Paul clears his throat. He breathes in heavily and cuts loose a heavier sigh. The two of us sink side-by-side onto the sloped grassy riverbank—our knees touching. I rest my head on his shoulder. I slip my nearest hand onto his and casually lock fingers with him.

“This feels wrong, Vick,” Paul says, struggling to get the words out. “This isn’t… right.”

I don’t answer.

I don’t answer because he’s right. The girl of his dreams comes up to him and confesses she’s going to fight a battle that she was never meant to be in the first place—and he’ll never see her ever again. It’s wrenching, but how else could I live with myself?

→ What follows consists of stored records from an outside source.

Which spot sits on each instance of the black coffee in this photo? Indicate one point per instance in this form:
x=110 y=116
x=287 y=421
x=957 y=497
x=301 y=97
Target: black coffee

“I’m sorry I wronged you all these years,” I say quietly. “I never gave you attention, I never…” I struggle to find my voice. Paul reaches for my other shoulder and rubs it lightly.

“Just hearing your voice and face again is enough for me,” Paul says. “Maybe… deep down I never knew I had a chance with you.”

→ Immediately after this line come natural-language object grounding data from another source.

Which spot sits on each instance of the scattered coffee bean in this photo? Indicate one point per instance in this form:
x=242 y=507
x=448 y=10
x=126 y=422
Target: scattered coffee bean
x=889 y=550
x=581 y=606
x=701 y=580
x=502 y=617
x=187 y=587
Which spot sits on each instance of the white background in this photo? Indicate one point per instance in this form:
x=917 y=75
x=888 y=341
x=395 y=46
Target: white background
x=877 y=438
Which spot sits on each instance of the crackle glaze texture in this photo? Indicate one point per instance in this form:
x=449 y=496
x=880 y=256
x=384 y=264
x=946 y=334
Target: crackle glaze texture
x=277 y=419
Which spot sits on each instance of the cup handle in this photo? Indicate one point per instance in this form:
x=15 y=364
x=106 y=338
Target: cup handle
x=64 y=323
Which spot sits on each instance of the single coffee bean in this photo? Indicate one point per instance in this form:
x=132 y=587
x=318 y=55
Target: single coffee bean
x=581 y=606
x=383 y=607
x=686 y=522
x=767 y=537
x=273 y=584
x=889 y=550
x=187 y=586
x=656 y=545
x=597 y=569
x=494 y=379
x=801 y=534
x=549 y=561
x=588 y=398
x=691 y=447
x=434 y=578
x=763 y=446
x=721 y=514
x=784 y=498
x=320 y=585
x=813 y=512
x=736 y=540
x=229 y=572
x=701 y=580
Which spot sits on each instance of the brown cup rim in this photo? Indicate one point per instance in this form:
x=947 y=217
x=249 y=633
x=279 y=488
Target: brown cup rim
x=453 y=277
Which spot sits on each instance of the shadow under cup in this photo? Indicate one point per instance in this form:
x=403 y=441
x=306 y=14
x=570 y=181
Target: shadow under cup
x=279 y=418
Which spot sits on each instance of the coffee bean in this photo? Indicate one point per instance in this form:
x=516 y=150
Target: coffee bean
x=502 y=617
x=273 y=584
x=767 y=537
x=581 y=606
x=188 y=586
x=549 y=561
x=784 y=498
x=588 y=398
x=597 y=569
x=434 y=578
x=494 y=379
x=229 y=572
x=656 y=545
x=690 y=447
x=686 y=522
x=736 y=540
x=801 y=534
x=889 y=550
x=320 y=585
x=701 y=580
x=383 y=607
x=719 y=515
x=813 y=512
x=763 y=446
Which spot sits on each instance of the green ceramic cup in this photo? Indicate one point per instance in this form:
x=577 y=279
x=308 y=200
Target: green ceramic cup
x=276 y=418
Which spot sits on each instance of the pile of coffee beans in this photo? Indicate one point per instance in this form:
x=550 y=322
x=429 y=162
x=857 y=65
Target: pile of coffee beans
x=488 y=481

I clear the growing lump in my throat, leaning more onto his shoulder. A lonesome tear strolls down and falls on his jacket. He slips his hand free of my interlocked grip and holds my chin up.

“Even in those few moments when you did look at me, it made me happy,” Paul says. My cheeks burn red as Paul rubs them. “That I occupied at least a little of your mind from time to mind.”

“You’re speaking absolute nonsense,” I say, struggling to keep a smile. My heart cracks with each word.

“I have the most absurd gal in the galaxy in my arms, there couldn’t be anything more nonsensical than that,” he remarks. I merely refute with a precision jab at his side. Paul lets out a pained chuckle.

“I wish we could experience this moment forever,” Paul continues, quieter this time. “A moment cherished as a memory.” I hold him tighter. “Free of worry, and just run away from all our problems.”

I bite my lower lip. Could my dream be stemming from this, I wonder? I will never know for certain—neither of us will. Which one of my dreams is real—which one is false?

“Vick—you’re squeezing me to death.”

“Oh!” I exclaim, letting go and pushing myself away from Paul. The lad can’t help but chuckle. For someone who’s probably about to lose his angel, he sure is cheery.

Not that I could blame him in the slightest.

It’s dark now. I already miss the golden river and the charming grass. Now it’s just pitiful. Twilight has come to consume us at last. I wish I could simply reach out and push it away—if only to selfishly make this moment last longer.

Paul gets up before I do and extends a hand. I take it, perhaps begrudgingly. With one last view of the riverbank, Paul and I walk back from where we came. Neither of us says a word as we pass first the railing, then the strobes of antique lamps dotting the path ahead.

If only things could’ve turned out differently, I muse on the way back.